LONDON: Emerging local currency bond yields fell to multi-month lows on Monday after the euro zone's extraordinary monetary easing pushed cash into high-yield assets and boosted expectations of rate cuts in the developing world.
Bulls also received impetus from signs of global economic recovery after robust U.S. jobs data and a pick-up in Chinese exports. They have, for the time being, shrugged off U.S. 10-year yields at one-month highs above 2.61 percent and are betting a U.S. rate rise is quite some way off.
"We've seen a three-pronged attack on short emerging market positions," UBS strategist Manik Narain said. "We are seeing a really aggressive bounceback in (local currency) rates."

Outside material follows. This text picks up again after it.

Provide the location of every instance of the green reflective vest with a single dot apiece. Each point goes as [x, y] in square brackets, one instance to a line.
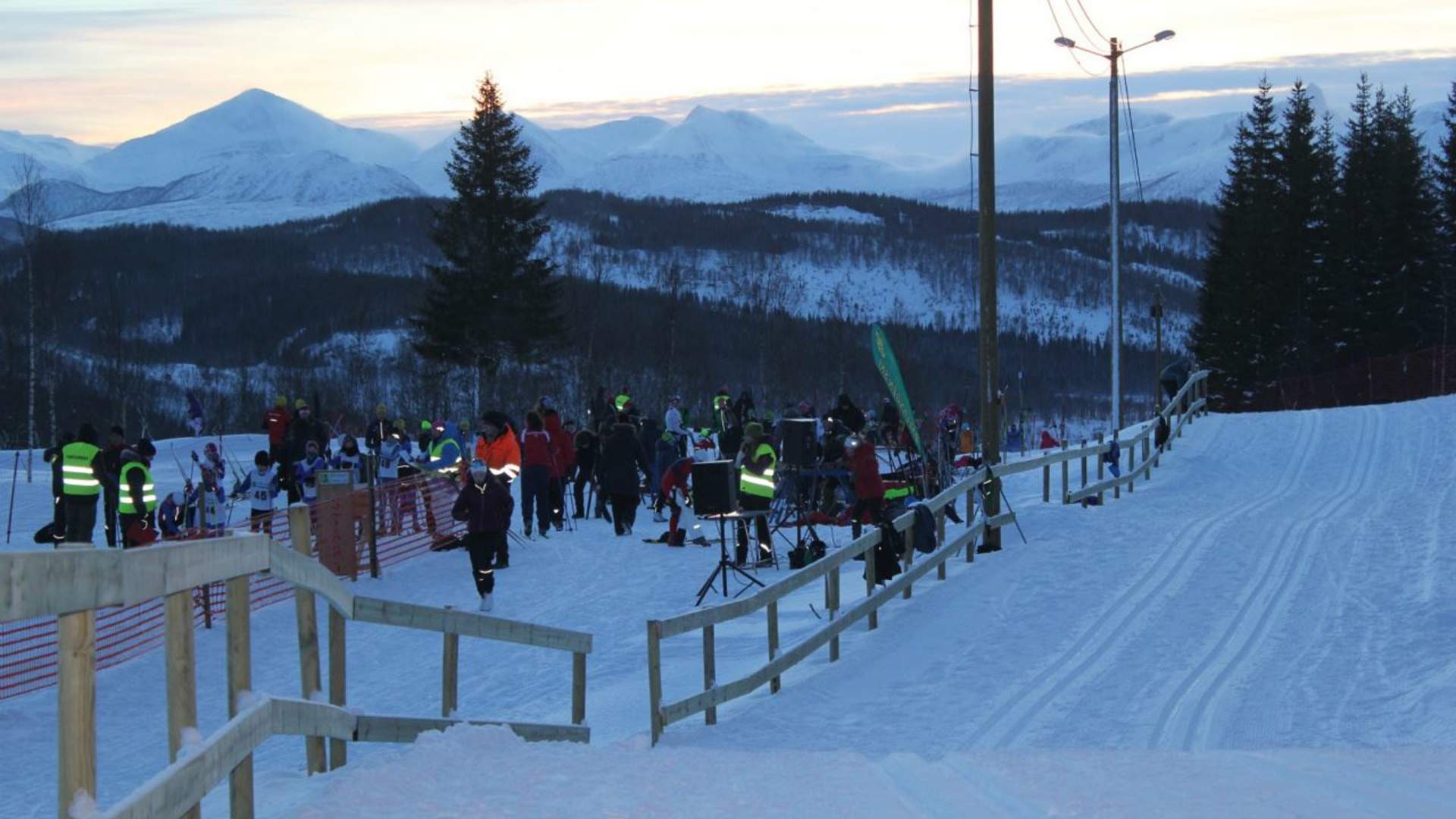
[149, 490]
[753, 484]
[77, 479]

"The market is looking favourably on what the ECB has done and its impact on other central banks and local debt markets."
While yields on JPMorgan's GBI-EM index of local debt closed on Friday at 6.4 percent, the lowest since November 2013. Indian and Turkish yields hit fresh seven-month lows on Monday.
South African yields fell to two-week lows, after foreigners pumped in 4 billion rand ($377.93 million) on Friday.
Expectations other emerging markets could also ease policy have grown after Mexico shocked with a rate cut on Friday. That had pushed 10-year peso yields down by 33 bps.
The impact should be strongest in central Europe, where bonds have already rallied in recent weeks in anticipation of ECB action.
Swaps markets are pricing in a 25 bps rate cut in Poland and a 20 bps cut in Hungary in coming months and these expectations may gather momentum as euro zone peripheral yields fall to successive record lows.
"The strong moves in French and Italian bonds will act as a support for local government debt in central Europe as crossover investors will be looking at the widening yield spreads (with the euro zone)," Narain of UBS said.
Unicredit analysts agreed, noting that inflation data in the region would keep central banks dovish, with Czech numbers on Monday showing annual inflation at a below-forecast 0.4 percent.
"With policy rates at historical lows, several central European central banks ... have started talking down their currencies. In these circumstances, even central banks that used to be more cautious are expected to follow the trend and cut," they told clients, predicting a rate cut this week in Serbia.
The bond market flows helped emerging currencies extend last week's gains, with the zloty at new 17-month highs against the euro and the rand and lira at one- and three-week peaks to the dollar respectively.
In Asia, the Korean won hit a near six-week peak and the yuan bounced after the central bank fixed the midpoint exchange rate at the highest since late March
Dollar bond spreads over U.S. Treasuries contracted to 272 bps, the narrowest since January 2013, having snapped in 20 bps since before the ECB decision on Friday.
That rally is bringing out a raft of new issuers, with Kenya on a roadshow for its debut Eurobond and others such as Turk Telecom, Vakifbank of Turkey and the Moroccan sovereign all prepping investors for new issuance especially in euros.
Equity markets too are benefiting from the ECB tailwind.
A record Friday close on Wall Street on Friday propelled emerging stocks to new 7-1/2 month highs =, with Asian emerging markets at the highest levels since 2011.
Mumbai markets hit second straight record highs.
In Europe, Russian equities rose 0.6 percent to new four-month highs, helped also by easing tensions with Ukraine.
"The Russian ambassador, who was recalled from Kiev a few months ago attended the inauguration of (Ukrainian President) Poroshenko on the weekend. This is a hopeful sign and markets are viewing it positively," RBS analyst Tatiana Orlova said.